I have been sobered by pain in a way that no psychological study ever could attempt. I may never know my father because of his decision, and in turn, he will never know me. In the end, his loss will be the greater one. My “father’s” shining example of misconduct ironically guides me as a moral, ethical person. rather than searching for any fault within myself, I use my father’s failure as a tool. I take an earnest and honest stance in life. I know my great worth. I have nothing to prove to anyone, including myself.

Analysis

Sarah’s essay is written with candor about a difficult and highly personal topic—growing up without her father. She presents her thoughts in a way that elicits admiration for her strength, rather than pity. In writing about tragedies and tribulations that affect us but are outside of our control, it is important to think carefully about what kind of tone to use, and what kind of reader response this tone invites. For example, if Sarah had chosen to write an essay entirely fixated on the extreme anger she felt toward her father, readers may have felt alienated; if she wrote an essay that conveyed only sadness, we might have felt pity for her. The strength of Sarah’s essay is that she is honest in displaying a spectrum of emotions. She conveys both confidence and vulnerability, which humanizes her story and also suggests to readers that she has invested valuable time and energy in a process of maturation and healing from the pain that she has experienced growing up.

The opening paragraph of the essay gives us a sense of the emptiness that Sarah has experienced: she writes about “an identifiable, yet indescribable absence.” The paragraph is slightly risky in that it devotes several sentences to describing her father’s decisions to leave her family, though the space allotted for the entire essay is limited. In this case, though several sentences seem to be redundant in telling the basic fact that Sarah’s dad left two weeks after she was born, they work to create a sense of loss, of something “missing.” This is an excellent reminder that not all sentences need to convey new information; they can also help create a mood or portray emotion. Sarah’s first sentence creates a sense of bitter irony and sadness around the situation with her father, setting the context for the dialog with “this long-gone man.”

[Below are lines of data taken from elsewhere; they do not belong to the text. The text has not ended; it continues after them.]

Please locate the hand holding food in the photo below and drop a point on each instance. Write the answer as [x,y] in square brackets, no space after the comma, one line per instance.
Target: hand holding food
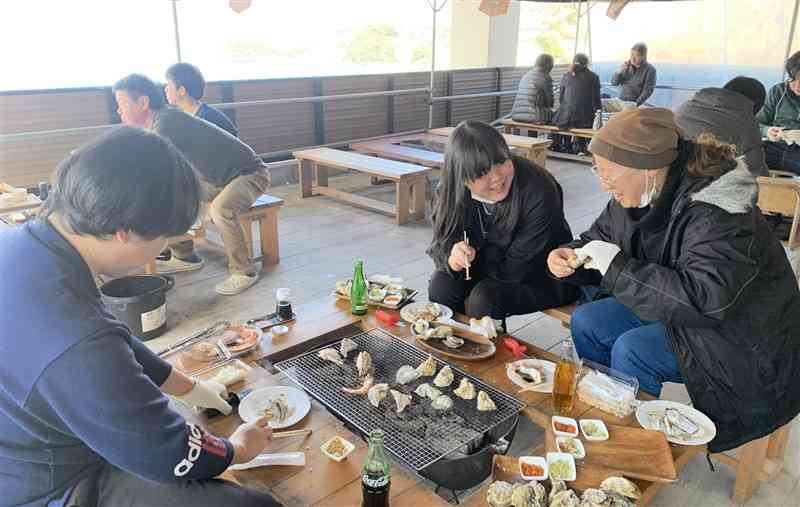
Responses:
[461,255]
[250,439]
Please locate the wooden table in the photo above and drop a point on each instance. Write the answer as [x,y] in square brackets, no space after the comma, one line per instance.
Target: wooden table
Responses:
[390,147]
[340,483]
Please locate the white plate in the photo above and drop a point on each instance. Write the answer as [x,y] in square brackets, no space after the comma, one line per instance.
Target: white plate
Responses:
[549,374]
[408,311]
[707,428]
[558,456]
[252,406]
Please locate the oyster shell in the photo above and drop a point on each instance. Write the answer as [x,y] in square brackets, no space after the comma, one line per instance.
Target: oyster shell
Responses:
[499,494]
[427,391]
[465,390]
[331,355]
[444,377]
[363,363]
[427,368]
[485,404]
[566,498]
[377,393]
[622,486]
[442,403]
[347,346]
[401,400]
[406,374]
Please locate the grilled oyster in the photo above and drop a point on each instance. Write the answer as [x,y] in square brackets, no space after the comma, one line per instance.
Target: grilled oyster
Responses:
[622,486]
[406,374]
[427,368]
[485,404]
[377,393]
[401,400]
[363,363]
[331,355]
[444,378]
[347,346]
[465,390]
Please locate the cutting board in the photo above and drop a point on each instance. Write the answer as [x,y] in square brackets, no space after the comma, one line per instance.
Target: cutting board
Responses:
[632,452]
[470,351]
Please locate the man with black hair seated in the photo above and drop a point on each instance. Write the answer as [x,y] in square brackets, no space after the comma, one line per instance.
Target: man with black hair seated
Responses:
[184,89]
[231,174]
[779,120]
[84,420]
[729,114]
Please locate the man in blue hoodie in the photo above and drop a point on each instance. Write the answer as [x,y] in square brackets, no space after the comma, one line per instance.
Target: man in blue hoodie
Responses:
[84,419]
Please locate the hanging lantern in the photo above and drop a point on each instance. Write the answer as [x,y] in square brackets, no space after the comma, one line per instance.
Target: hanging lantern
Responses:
[239,5]
[494,7]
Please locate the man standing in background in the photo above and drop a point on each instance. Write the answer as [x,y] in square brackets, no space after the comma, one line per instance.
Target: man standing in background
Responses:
[636,77]
[185,87]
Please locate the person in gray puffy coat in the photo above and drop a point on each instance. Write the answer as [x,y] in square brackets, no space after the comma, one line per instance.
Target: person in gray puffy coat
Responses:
[534,100]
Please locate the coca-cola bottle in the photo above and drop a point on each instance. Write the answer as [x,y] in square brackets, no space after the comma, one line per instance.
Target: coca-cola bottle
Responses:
[375,477]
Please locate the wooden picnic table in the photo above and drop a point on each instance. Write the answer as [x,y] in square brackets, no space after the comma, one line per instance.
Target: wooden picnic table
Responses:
[324,482]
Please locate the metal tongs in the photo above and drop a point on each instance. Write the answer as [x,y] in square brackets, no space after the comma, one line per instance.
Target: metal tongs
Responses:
[214,329]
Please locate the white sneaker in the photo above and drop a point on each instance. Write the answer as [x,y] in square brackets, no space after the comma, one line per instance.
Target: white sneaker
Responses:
[235,284]
[175,265]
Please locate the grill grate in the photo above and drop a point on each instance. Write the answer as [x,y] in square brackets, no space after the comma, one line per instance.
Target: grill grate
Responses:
[420,435]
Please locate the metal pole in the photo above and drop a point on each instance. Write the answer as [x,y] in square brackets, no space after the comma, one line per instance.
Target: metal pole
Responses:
[791,32]
[177,32]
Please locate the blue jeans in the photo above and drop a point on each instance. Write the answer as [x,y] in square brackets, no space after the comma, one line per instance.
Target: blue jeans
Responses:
[608,333]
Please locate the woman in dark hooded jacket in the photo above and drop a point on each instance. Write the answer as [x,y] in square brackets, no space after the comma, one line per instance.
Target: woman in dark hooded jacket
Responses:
[512,213]
[701,291]
[534,100]
[579,100]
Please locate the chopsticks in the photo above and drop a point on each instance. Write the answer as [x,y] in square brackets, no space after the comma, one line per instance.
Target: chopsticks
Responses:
[466,259]
[293,433]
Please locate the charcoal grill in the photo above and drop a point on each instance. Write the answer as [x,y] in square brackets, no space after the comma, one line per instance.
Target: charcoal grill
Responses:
[420,436]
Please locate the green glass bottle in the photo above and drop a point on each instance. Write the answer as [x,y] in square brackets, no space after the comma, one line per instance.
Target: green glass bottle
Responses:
[376,475]
[358,291]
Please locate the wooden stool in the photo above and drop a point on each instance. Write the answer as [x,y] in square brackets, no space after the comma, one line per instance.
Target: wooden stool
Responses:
[265,212]
[191,235]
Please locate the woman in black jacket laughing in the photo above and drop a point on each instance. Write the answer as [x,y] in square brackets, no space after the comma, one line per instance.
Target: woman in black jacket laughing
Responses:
[512,213]
[701,291]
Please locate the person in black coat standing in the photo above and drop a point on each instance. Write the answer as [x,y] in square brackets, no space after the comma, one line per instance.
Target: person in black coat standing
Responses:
[579,100]
[512,212]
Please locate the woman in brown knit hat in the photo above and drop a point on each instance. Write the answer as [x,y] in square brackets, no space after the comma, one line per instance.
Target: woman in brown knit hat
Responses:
[700,290]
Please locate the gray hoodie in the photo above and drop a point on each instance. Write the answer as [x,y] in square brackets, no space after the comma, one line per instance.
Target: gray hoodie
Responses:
[729,116]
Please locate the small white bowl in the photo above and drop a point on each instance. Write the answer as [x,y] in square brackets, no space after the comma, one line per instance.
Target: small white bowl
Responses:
[348,448]
[600,424]
[564,420]
[581,450]
[552,457]
[533,460]
[280,330]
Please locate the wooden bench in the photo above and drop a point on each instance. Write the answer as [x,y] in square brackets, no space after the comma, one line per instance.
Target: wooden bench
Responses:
[509,126]
[410,180]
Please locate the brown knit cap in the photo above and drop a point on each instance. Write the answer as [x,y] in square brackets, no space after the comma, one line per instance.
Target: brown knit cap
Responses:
[640,138]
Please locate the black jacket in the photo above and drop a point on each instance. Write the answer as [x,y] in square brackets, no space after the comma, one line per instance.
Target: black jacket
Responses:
[538,227]
[579,99]
[534,100]
[724,289]
[729,116]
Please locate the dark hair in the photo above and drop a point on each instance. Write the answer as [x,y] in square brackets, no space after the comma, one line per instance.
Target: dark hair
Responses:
[188,76]
[750,88]
[473,148]
[138,85]
[128,179]
[544,62]
[641,48]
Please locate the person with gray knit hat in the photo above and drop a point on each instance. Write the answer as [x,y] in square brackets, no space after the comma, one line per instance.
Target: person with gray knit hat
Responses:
[635,77]
[697,288]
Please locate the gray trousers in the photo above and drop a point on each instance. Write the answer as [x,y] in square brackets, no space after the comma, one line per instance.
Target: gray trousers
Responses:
[113,487]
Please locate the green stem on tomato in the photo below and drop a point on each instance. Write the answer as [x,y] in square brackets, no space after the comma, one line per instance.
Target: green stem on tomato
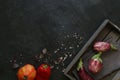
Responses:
[25,77]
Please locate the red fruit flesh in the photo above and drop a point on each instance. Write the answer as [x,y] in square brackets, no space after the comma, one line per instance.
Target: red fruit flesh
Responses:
[95,66]
[95,63]
[101,46]
[82,72]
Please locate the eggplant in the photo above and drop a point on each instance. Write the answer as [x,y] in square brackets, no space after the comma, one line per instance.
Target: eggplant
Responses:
[103,46]
[95,64]
[82,72]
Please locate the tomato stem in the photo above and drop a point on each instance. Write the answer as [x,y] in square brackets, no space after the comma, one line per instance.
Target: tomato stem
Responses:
[25,77]
[113,47]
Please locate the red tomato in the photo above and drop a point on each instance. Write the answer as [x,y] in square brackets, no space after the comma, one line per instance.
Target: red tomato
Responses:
[27,72]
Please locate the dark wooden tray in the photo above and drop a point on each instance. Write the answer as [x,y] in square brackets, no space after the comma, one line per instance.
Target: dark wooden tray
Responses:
[108,32]
[117,76]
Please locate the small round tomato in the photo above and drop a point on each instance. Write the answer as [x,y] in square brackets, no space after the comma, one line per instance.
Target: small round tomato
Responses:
[27,72]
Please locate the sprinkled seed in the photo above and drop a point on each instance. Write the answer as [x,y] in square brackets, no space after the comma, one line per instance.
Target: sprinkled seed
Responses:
[70,47]
[10,61]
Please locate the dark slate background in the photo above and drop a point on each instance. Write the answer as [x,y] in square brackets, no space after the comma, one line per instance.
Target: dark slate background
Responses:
[28,26]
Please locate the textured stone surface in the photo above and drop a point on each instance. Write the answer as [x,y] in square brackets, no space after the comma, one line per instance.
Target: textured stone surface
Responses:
[28,26]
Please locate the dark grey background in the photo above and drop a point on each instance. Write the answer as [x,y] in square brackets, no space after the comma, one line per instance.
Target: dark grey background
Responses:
[28,26]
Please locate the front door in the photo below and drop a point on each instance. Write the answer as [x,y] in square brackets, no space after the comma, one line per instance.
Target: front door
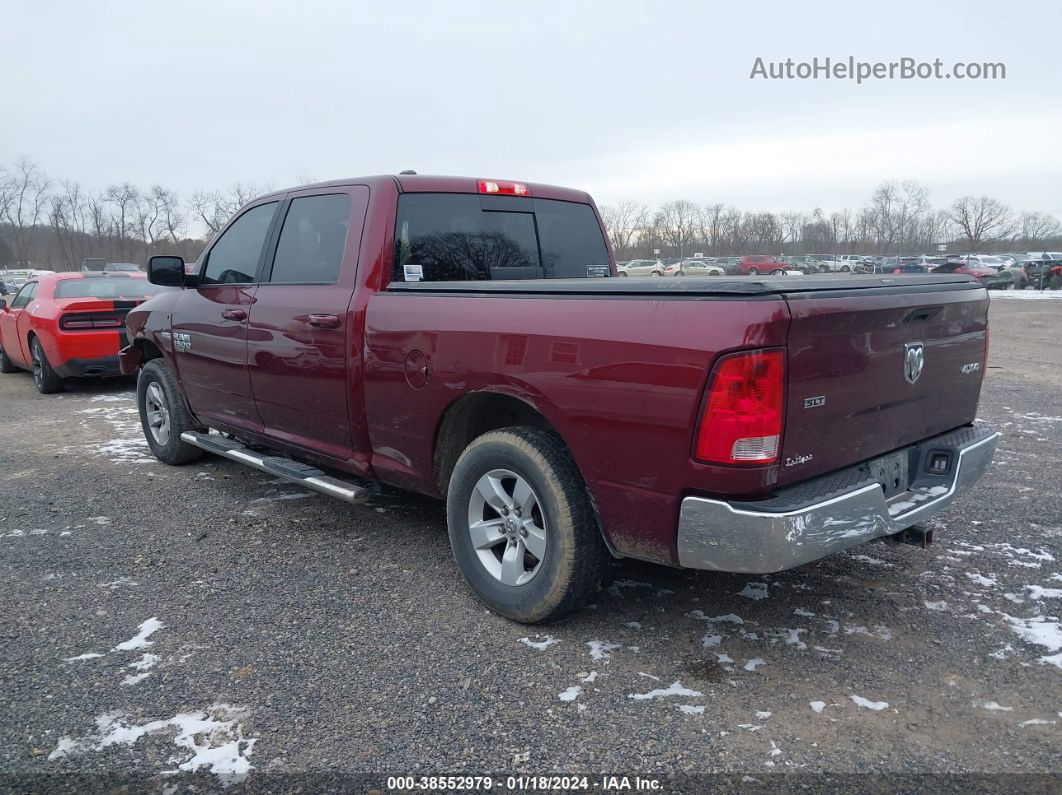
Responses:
[210,322]
[300,330]
[15,326]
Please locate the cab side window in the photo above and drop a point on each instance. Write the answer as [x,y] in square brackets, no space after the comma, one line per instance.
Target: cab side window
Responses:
[24,295]
[310,248]
[234,257]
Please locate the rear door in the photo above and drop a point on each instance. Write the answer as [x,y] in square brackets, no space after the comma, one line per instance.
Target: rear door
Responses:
[874,369]
[210,322]
[300,330]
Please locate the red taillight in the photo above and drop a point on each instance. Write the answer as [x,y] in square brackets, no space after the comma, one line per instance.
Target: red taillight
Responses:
[89,321]
[509,189]
[742,415]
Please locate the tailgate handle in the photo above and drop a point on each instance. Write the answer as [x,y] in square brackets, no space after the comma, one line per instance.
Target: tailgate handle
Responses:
[324,321]
[921,314]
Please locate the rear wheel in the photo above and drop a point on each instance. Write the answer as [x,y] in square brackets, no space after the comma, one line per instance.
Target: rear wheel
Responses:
[5,364]
[523,531]
[45,378]
[164,415]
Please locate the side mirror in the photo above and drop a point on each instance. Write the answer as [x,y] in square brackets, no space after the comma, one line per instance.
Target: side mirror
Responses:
[166,271]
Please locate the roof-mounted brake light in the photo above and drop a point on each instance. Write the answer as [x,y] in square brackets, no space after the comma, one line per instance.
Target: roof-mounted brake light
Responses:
[506,189]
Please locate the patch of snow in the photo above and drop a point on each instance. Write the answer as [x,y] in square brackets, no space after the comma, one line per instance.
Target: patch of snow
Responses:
[601,650]
[674,689]
[140,639]
[993,707]
[213,738]
[542,645]
[860,702]
[571,693]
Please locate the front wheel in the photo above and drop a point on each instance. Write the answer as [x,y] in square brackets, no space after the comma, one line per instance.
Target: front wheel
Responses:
[47,380]
[164,415]
[523,531]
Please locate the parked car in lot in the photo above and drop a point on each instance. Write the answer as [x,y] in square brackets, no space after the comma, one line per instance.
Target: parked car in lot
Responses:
[827,263]
[440,334]
[68,324]
[1043,274]
[753,264]
[694,268]
[990,278]
[641,268]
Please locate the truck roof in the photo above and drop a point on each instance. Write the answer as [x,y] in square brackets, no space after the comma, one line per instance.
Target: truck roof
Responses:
[443,184]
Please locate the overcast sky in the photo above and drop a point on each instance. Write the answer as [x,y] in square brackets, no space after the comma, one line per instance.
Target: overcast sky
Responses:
[645,100]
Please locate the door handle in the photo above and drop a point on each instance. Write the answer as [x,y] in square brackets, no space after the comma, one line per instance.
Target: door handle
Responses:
[324,321]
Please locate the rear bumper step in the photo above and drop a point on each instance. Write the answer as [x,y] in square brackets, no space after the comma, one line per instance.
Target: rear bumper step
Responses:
[303,474]
[819,518]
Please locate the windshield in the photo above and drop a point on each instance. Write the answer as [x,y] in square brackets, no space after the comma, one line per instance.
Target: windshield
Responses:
[105,288]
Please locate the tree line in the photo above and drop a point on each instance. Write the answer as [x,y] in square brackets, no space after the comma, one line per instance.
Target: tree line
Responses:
[897,219]
[54,224]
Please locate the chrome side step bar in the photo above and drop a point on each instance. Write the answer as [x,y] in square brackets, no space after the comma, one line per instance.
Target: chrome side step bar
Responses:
[303,474]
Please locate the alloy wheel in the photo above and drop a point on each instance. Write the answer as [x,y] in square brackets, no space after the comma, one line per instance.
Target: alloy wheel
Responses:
[507,526]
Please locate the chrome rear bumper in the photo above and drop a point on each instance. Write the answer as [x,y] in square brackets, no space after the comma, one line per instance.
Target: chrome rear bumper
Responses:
[772,535]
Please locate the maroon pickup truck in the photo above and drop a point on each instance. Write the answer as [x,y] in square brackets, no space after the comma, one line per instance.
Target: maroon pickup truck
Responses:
[464,339]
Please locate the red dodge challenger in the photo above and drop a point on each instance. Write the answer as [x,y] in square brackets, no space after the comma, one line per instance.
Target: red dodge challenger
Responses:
[69,324]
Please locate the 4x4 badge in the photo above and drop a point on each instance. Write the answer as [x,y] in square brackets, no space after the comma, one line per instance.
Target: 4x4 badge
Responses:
[913,361]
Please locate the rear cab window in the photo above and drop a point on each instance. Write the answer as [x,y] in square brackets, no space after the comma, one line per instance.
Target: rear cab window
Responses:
[121,288]
[457,237]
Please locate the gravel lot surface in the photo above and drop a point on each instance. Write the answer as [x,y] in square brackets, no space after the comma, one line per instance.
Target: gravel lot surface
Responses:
[210,619]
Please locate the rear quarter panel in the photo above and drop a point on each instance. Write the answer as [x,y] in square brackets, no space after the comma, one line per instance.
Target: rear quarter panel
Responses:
[620,379]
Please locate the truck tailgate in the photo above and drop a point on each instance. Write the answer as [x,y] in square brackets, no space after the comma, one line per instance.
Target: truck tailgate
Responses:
[853,392]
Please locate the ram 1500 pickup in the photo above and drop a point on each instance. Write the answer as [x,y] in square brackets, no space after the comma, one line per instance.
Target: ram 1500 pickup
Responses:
[466,339]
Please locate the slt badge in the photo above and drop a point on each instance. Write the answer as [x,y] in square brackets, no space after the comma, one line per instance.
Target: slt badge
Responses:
[913,361]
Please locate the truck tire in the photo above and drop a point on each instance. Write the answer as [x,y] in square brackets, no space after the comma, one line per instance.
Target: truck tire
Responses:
[47,380]
[5,364]
[164,415]
[521,526]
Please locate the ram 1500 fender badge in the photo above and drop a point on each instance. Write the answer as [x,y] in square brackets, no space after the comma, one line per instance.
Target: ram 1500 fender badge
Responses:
[913,361]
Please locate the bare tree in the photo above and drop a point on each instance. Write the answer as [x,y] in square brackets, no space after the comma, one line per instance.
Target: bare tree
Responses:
[24,205]
[679,223]
[622,222]
[68,217]
[981,219]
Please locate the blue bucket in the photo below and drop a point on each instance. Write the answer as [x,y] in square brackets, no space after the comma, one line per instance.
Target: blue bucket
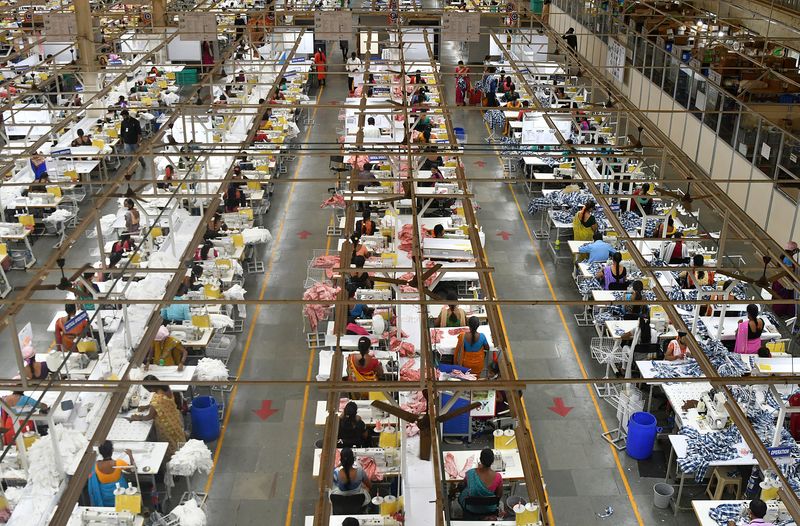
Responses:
[205,419]
[642,432]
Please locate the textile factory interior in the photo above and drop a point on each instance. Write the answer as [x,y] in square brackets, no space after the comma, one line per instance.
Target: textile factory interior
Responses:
[399,262]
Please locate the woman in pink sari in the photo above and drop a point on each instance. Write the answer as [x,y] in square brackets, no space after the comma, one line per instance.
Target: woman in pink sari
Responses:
[748,333]
[462,83]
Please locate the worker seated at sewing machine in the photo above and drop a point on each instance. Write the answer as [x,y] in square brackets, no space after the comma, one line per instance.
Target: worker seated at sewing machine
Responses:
[482,489]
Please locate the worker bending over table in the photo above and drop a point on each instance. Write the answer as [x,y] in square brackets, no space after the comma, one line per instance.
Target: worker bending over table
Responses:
[166,350]
[107,475]
[483,489]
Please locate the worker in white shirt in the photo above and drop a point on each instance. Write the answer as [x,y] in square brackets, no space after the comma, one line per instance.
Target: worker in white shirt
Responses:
[353,69]
[370,130]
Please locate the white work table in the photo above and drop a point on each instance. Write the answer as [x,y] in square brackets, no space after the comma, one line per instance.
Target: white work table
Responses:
[112,319]
[513,468]
[148,456]
[730,326]
[702,508]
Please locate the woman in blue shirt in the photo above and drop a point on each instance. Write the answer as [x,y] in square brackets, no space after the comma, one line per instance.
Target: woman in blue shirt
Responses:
[350,480]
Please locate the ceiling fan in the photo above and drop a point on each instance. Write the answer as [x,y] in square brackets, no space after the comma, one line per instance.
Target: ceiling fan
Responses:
[763,281]
[685,199]
[66,284]
[422,420]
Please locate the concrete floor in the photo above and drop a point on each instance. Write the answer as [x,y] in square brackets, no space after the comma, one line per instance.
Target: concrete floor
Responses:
[263,470]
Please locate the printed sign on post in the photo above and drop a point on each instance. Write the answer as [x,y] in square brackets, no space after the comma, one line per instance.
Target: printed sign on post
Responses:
[73,322]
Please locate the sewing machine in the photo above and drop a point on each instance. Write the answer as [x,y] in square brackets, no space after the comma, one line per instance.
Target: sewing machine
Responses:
[445,188]
[374,242]
[43,198]
[185,332]
[224,245]
[499,464]
[714,409]
[12,229]
[106,518]
[373,294]
[376,325]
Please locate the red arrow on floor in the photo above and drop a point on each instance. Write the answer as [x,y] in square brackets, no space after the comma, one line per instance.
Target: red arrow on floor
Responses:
[266,410]
[559,408]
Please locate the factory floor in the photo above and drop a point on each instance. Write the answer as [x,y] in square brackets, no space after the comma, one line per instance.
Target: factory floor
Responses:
[262,472]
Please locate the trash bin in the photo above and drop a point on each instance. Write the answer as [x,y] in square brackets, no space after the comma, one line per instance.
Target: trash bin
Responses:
[641,435]
[662,495]
[205,419]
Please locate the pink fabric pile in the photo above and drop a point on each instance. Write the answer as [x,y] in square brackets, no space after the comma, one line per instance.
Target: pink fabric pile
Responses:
[408,373]
[455,373]
[452,469]
[316,313]
[417,404]
[334,201]
[399,346]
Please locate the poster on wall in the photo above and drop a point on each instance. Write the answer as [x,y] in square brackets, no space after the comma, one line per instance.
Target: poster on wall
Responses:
[615,60]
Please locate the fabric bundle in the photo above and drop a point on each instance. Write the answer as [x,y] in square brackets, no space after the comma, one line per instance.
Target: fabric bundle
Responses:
[42,472]
[314,312]
[334,201]
[253,236]
[453,471]
[408,373]
[193,457]
[210,369]
[190,514]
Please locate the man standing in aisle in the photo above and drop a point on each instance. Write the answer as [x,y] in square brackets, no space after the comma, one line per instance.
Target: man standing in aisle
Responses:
[353,69]
[131,134]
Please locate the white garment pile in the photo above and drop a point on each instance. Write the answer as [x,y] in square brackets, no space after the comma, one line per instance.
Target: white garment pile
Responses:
[210,369]
[220,321]
[253,236]
[42,472]
[193,457]
[58,216]
[190,514]
[236,292]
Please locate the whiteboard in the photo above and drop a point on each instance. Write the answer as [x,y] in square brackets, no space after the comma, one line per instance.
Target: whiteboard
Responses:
[183,50]
[306,43]
[535,129]
[529,45]
[59,50]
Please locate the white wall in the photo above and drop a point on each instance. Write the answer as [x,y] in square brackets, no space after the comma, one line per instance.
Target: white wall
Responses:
[769,208]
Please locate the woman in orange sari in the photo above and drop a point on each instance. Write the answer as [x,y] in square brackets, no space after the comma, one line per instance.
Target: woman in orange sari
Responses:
[367,368]
[320,61]
[471,348]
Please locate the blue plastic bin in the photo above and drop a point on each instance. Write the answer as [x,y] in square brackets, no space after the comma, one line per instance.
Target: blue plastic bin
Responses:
[642,432]
[205,419]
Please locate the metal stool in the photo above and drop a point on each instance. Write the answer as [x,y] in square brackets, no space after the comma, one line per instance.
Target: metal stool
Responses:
[720,480]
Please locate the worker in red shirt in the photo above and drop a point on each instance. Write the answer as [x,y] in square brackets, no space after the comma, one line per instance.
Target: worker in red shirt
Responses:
[66,339]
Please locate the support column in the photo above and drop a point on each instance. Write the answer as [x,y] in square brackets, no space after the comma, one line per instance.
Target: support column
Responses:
[87,52]
[159,9]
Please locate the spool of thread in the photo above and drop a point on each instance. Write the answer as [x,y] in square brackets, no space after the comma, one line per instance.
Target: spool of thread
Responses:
[389,506]
[769,491]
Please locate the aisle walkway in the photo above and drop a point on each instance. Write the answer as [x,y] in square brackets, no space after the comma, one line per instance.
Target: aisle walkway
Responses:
[255,470]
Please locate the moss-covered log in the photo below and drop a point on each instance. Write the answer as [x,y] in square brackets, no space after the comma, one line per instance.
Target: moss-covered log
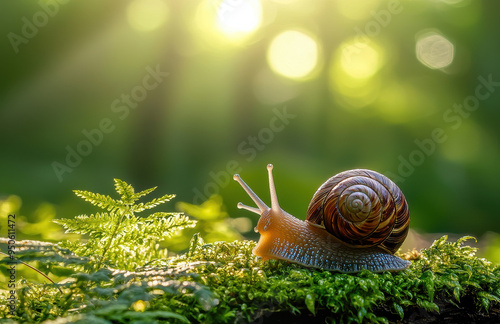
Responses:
[226,283]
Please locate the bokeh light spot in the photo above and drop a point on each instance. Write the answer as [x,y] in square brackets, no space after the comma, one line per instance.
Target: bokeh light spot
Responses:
[293,54]
[360,59]
[147,15]
[434,51]
[239,16]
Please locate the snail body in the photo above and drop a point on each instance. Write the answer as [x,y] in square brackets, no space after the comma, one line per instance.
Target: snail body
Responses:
[356,220]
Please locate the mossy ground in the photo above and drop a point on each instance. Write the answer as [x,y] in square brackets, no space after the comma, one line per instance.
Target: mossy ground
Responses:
[225,283]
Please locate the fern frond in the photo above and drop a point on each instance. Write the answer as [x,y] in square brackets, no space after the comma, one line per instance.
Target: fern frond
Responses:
[153,203]
[144,193]
[105,202]
[126,191]
[164,225]
[97,225]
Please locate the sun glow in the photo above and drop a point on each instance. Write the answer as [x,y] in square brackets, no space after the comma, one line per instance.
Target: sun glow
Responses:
[293,54]
[239,16]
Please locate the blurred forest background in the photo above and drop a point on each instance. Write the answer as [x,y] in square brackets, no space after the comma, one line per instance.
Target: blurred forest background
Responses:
[182,94]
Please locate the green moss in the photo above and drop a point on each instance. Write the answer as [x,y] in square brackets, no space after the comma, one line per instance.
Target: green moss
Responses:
[225,283]
[446,276]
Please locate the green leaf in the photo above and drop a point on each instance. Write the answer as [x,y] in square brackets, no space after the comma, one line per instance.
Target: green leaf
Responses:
[310,301]
[399,310]
[125,190]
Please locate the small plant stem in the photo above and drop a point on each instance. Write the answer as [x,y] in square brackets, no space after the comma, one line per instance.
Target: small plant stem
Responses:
[33,268]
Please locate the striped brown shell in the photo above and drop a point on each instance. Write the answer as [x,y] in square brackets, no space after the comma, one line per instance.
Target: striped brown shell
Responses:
[361,208]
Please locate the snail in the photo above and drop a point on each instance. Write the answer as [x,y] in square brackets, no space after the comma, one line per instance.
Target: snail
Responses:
[356,220]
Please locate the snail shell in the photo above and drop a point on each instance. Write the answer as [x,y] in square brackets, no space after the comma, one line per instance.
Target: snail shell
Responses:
[361,208]
[356,220]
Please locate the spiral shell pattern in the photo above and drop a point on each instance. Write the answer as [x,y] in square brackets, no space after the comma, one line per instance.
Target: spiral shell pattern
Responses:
[361,208]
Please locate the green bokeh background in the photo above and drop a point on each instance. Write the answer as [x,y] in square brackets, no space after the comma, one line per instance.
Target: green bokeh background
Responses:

The story about the phone conversation builds suspense. We, like 11-year-old Sarah, wonder how her dad will react, and hold expectations that he might redeem his absence. Sarah mentions the “speaker/mute function,” a more memorable symbol than simply “the phone.”

The suspense continues with the foreshadowing sentence, “Maybe if he would have known the simple fact that his daughter was listening, maybe then some shred of human decency would have shined through.”

The remainder of the essay focuses on Sarah’s reactions to the phone conversation. The second to last paragraph is particularly powerful in the way she juxtaposes the conversation she overhears with her emotional reactions: “Crash,” “No words,” and questions like “How could someone be so heartless?” deliver an intense, almost raw honesty, revealing a glimpse of this pivotal scene in Sarah’s life.

Had she ended her writing here, this essay may not have felt very relevant to admissions officers. However, in the final paragraph, Sarah shows how she has internalized important lessons from the hurt she has experienced. The sense of self-worth and validation she conveys—“I know my great worth, I have nothing to prove to anyone”—is particularly effective after the painful story she has shared, an important lesson in the power of contrasts.